Core circadian clock genes control molecular and behavioral circatidal rhythms in Parhyale hawaiensis

This study demonstrates that while the four core circadian clock genes (BMAL1, Cry2, Per, and Clk) are collectively essential for driving both 24-hour circadian and 12.4-hour circatidal rhythms in the amphipod *Parhyale hawaiensis*, they utilize distinct transcriptional wiring mechanisms, including a unique BMAL1-independent repression of *Per* by *Clk* specifically in circatidal neurons.

The Gist

Imagine your body has an internal master clock that tells you when to sleep and when to wake up. This is the circadian clock, and it runs on a roughly 24-hour cycle, synced with the sun rising and setting.

But for creatures living in the ocean, like the tiny shrimp-like animal Parhyale hawaiensis (let's call it the "beach hopper"), there's a second, equally important clock: the circatidal clock. This one runs on a 12.4-hour cycle, synced with the rising and falling of the tides. When the tide is high, the beach hopper swims; when it's low, it hides.

For a long time, scientists were puzzled: How does an animal run two different clocks at the same time? Do they have two separate timepieces, or is it one giant clock that can stretch and shrink?

This paper is like a detective story where scientists took apart the beach hopper's internal machinery to see how it works. Here is the simple breakdown:

1. The "Gears" of the Clock

Think of the circadian clock as a complex machine made of four main gears that turn together: BMAL1, CLOCK, PER, and CRY.

• BMAL1 and CLOCK are the "gas pedals." They push the machine forward, telling genes to turn on.
• PER and CRY are the "brakes." They kick in to stop the machine, creating a cycle of on-and-off that creates the rhythm.

Scientists already knew that if you broke the BMAL1 gear, the beach hopper lost both its day/night rhythm and its tide rhythm. They suspected the other three gears (CLOCK, PER, and CRY) might also be shared between the two clocks.

2. The Experiment: Breaking the Gears

The researchers used a molecular "scissors" tool (CRISPR) to break each of the other three gears one by one in the beach hopper's DNA. They then watched what happened to the animal's behavior and its internal brain cells.
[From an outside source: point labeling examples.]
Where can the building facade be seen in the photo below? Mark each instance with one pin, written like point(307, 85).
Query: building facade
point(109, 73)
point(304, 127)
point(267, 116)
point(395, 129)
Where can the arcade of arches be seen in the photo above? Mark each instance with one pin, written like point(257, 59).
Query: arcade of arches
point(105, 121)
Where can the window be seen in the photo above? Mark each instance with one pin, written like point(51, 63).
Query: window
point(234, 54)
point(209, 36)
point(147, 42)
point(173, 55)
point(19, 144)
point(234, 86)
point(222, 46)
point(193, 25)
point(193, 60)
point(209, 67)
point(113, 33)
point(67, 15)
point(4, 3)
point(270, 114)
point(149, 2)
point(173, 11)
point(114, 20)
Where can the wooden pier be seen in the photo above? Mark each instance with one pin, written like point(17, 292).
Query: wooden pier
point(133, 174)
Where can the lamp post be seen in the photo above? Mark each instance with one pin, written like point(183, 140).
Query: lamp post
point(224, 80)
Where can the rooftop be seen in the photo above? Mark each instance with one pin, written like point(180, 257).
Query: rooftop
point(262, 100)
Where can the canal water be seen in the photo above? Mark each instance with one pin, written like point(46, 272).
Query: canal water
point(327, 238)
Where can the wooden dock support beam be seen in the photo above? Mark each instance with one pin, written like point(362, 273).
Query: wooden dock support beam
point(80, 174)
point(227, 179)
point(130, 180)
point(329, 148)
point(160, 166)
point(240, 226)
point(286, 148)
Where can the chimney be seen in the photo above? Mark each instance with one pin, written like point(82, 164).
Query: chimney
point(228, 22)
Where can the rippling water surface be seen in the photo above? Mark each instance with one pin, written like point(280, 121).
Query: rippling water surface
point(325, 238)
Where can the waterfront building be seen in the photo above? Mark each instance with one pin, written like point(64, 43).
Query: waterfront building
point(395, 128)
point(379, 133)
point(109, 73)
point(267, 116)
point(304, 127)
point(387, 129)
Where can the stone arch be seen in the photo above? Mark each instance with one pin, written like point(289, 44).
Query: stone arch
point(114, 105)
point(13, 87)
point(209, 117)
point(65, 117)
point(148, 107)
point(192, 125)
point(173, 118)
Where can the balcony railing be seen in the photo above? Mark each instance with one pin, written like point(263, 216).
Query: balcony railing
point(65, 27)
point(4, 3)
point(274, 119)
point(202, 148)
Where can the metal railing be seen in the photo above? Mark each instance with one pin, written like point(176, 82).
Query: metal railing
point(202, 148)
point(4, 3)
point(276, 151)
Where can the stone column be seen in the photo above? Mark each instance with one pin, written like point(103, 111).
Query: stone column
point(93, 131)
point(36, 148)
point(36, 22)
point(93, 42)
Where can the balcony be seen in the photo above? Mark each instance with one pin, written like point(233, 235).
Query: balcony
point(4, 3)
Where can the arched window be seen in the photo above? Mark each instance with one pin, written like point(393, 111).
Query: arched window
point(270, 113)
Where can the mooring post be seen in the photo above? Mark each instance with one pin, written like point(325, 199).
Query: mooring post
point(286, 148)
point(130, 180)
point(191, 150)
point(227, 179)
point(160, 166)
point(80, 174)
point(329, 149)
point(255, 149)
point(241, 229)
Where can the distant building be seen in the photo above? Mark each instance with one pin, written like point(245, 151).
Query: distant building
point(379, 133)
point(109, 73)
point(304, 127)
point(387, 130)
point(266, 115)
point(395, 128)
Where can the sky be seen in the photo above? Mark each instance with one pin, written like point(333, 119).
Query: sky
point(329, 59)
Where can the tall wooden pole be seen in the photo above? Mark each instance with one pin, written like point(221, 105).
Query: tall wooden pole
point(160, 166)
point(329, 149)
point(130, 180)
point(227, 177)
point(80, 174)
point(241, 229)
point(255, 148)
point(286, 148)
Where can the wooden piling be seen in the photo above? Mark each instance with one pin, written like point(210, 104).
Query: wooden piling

The Results were surprising:

• Breaking any single gear stopped everything. Whether they broke the CLOCK, PER, or CRY gear, the beach hopper lost its ability to track both the 24-hour day and the 12.4-hour tide.
• The Takeaway: The beach hopper doesn't have two separate clocks with different parts. Instead, it uses the exact same four gears to power two different rhythms. It's like using the same engine to drive a car on a highway (24 hours) and a boat in the ocean (12.4 hours).

3. The Twist: The Wiring is Different

If they use the same gears, why do the rhythms run at different speeds? The answer lies in how the gears are connected.

Imagine a factory assembly line.

• In the "Day/Night Factory" (Circadian Neurons): The CLOCK gear pushes the PER brake pedal. This is the standard setup: Gas pedal pushes, then the brake kicks in to stop it. This creates a 24-hour loop.
• In the "Tide Factory" (Circatidal Neurons): Here, the wiring is weird. The CLOCK gear actually pushes down on the PER brake pedal to stop it from working. It's like the gas pedal is also acting as a brake for a different part of the machine!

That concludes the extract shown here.